だから俺は転生できない

こまりがお

第一章 女神達

第1話 不器用な女神

「貴方は転生し、異世界で……」


「……待て。先に言うことがあるだろう。」


 小声で彼女に耳打ちする。

 彼女は俺の言葉に考え込んでいる。


 不安ではあるが、今日は最後まで見守ると決めたではないか。口を出すのは最小限のところまで、最小限のところまでだ。

 

「では、説明の続きですが……」


「待て、待て、待て!」


 進行を止めた俺に対して彼女は、眉を寄せ不快そうな顔で睨む。俺も好きで口を出しているわけではない。少しぐらいは理解して欲しい。


 そんな彼女は転生者を異世界へ導く女神として容姿だけは完璧だ。


 プラチナブロンドの髪は純銀の髪飾りを霞ませ、輝く紫色の瞳は宝石のように美しい。白い肌はその髪や瞳をより印象的にした。

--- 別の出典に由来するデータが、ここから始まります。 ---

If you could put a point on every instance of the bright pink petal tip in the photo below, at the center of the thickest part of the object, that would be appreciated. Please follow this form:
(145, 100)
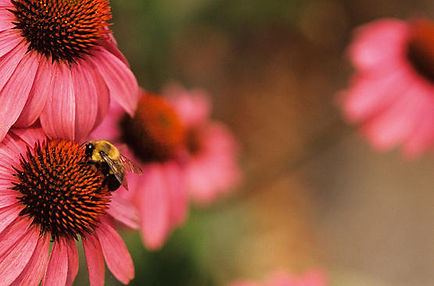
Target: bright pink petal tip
(390, 97)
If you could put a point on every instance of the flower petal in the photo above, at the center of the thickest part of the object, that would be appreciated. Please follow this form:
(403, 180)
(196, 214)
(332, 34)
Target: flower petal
(86, 101)
(95, 260)
(15, 260)
(9, 39)
(72, 261)
(57, 269)
(119, 79)
(58, 115)
(116, 254)
(35, 269)
(123, 211)
(38, 95)
(153, 208)
(14, 94)
(7, 216)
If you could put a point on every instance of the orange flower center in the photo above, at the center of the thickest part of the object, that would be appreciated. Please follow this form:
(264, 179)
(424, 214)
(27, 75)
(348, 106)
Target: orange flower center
(155, 133)
(421, 48)
(60, 192)
(62, 29)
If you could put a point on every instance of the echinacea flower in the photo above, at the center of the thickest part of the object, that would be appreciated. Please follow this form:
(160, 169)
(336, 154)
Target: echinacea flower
(212, 169)
(283, 278)
(392, 92)
(50, 193)
(59, 63)
(154, 138)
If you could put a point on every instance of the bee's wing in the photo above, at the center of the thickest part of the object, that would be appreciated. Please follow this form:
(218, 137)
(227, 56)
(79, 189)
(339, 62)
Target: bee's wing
(129, 165)
(117, 169)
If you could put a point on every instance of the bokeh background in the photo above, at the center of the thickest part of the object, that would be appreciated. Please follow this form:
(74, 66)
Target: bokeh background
(314, 193)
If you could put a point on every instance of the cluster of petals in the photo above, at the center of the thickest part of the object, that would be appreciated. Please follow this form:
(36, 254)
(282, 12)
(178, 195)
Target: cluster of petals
(25, 256)
(389, 97)
(212, 170)
(158, 194)
(69, 99)
(282, 278)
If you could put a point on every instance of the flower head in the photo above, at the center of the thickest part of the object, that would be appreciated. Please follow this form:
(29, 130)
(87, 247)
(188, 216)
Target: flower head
(212, 169)
(60, 64)
(50, 193)
(392, 92)
(154, 137)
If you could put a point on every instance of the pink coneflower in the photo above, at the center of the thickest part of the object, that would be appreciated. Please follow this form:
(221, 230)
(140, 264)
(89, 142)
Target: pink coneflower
(50, 193)
(392, 92)
(311, 278)
(212, 169)
(59, 63)
(154, 137)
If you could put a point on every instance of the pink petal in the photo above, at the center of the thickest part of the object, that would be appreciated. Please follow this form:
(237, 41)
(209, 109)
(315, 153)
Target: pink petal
(119, 79)
(95, 260)
(30, 135)
(178, 197)
(9, 39)
(57, 269)
(14, 94)
(154, 211)
(103, 93)
(86, 101)
(116, 254)
(58, 116)
(15, 260)
(38, 95)
(35, 269)
(379, 43)
(72, 261)
(8, 197)
(7, 216)
(6, 19)
(123, 211)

 神秘的な容姿に誰もが一目で彼女のことを女神だと認める。しかし、口を開けると事務的な口調と配慮のない発言に嫌悪感を抱く人間は少なくない。


 生まれ持っての性格か、幼少期の教育か、はたまた感情が欠落しているのか。


 ————違うな。


 単純になのだろう。



「まずは慈悲の言葉だ。」


 再度、彼女に耳打ちすると小さく頷き、転生者へ優しく言葉を送った。


「前世では苦労なさいましたね。では異世界へ転生してください。」


 慈悲の言葉は良かったが、続く言葉が唐突過ぎる。案の定、転生者は苦笑し彼女に問う。

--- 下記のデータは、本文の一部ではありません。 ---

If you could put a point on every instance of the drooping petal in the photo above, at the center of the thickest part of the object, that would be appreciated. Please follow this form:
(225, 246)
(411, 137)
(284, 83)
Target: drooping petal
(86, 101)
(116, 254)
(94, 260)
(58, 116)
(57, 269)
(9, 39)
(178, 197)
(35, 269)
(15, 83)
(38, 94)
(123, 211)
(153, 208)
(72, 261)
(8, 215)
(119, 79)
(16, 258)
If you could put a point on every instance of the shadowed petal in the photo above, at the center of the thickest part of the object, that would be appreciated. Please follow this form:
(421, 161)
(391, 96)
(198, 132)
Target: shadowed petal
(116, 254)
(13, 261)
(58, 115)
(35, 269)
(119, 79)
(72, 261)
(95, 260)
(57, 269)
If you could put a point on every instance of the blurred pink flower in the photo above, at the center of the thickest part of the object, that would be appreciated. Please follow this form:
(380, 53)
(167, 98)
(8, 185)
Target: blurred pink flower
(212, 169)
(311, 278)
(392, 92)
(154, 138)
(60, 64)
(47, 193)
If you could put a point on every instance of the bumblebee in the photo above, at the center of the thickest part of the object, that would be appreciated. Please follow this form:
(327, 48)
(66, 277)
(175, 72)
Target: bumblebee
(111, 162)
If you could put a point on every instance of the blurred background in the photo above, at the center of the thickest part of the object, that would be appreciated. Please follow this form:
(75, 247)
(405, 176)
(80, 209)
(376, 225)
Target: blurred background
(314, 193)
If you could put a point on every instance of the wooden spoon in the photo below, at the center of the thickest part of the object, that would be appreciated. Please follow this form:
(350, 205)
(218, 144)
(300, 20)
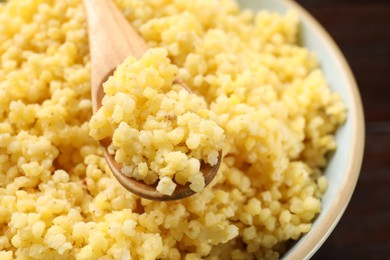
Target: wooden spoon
(112, 39)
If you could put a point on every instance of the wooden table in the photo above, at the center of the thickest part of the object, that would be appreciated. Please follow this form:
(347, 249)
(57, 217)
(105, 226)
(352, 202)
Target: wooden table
(362, 30)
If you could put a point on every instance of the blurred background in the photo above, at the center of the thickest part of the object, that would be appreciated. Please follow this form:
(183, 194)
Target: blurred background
(361, 28)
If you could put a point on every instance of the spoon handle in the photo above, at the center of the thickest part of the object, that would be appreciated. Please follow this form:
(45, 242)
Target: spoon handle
(111, 40)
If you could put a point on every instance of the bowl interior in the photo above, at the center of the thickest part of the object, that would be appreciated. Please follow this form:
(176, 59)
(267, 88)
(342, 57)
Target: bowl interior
(343, 169)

「私は異世界なんて興味がありませんよ。異世界ではなく、現世へ転生していただけませんか。」



◇◇◇

 大道寺だいどうじ 元蔵げんぞう

  ・享年72歳

  ・悪性腫瘍の手術時に医療ミスで死亡

  ・温和で人当たりもよく、人徳のある人物

  ・貧しい家庭に出生

  ・趣味は風景画を描くこと

  ・異世界転生への知識なし

  ・ランク:D

◇◇◇



「……駄目です。異世界に転生してください。」


「ハッハッハッ。手厳しい神様だ。」


 大道寺さんが温厚な性格で助かった。相手によってはこの時点で試合終了の怒号が鳴る。そんな優しさに甘え、彼女は大道寺さんに説得を続けた。


 異世界の冒険は楽しい、沢山の女性から好意を寄せられる等の謳い文句を並べるが、大道寺さんが首を縦に振ることはなかった。

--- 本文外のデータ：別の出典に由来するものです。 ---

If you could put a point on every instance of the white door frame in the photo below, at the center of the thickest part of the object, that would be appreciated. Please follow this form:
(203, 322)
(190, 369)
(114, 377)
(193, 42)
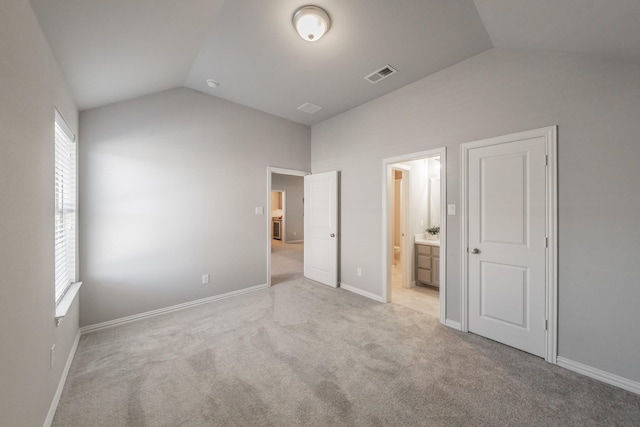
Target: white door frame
(387, 205)
(270, 171)
(550, 135)
(405, 219)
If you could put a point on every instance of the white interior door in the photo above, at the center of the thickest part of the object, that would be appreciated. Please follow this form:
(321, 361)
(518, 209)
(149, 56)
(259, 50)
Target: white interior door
(321, 228)
(507, 242)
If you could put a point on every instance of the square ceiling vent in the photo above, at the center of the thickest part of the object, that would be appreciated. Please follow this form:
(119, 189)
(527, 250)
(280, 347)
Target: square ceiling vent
(310, 108)
(380, 74)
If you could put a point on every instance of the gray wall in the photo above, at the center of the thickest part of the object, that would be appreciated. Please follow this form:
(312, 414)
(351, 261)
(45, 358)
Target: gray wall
(596, 104)
(31, 86)
(170, 183)
(294, 186)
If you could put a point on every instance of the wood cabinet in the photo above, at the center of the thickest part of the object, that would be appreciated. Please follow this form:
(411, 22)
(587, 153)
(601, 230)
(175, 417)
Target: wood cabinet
(427, 264)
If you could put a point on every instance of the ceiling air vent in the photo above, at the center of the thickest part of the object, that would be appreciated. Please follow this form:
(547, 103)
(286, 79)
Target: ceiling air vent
(310, 108)
(382, 73)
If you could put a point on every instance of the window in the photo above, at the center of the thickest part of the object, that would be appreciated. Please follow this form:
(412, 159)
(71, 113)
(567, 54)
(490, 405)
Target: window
(65, 207)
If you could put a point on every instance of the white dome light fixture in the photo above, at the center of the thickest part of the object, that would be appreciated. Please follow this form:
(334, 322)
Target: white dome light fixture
(311, 22)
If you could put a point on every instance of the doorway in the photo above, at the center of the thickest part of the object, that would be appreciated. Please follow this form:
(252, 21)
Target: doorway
(285, 225)
(414, 261)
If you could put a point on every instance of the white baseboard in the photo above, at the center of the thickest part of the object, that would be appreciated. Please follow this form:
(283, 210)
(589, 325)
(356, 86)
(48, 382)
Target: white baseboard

 この女神は彼のことを観ていない。十代、二十代の転生者であれば、今の誘いに乗ったかも知れない。だが半世紀以上も生きた彼が、闘争心や自尊心を満たすような欲望がないことを俺でも理解できた。


(仕方ない。フォローするか……。)


「大道寺さんのお考えはわかります。ただ、女神は前世で苦労した貴方により良い環境で来世を過ごしていただきたいと考えています。」


 俺の言葉に大道寺さんは少し考えたが、やはり首を縦に振らない。


「仰ることはわかりますが、突然そんなことを言われても気持ちがついていきません。」


「……そうですね。では少しお話をしませんか?」


 まずは大道寺さん本人のことを知るべきだろう、彼の人生を振り返ってもらった。


 幼い頃に見た水蓮の風景画に心を奪われたこと、家族の生活の為に夢を諦めた青春、結婚し子供が産まれ幸せな時間、長い闘病生活、奥さんより先に逝ってしまったこと……。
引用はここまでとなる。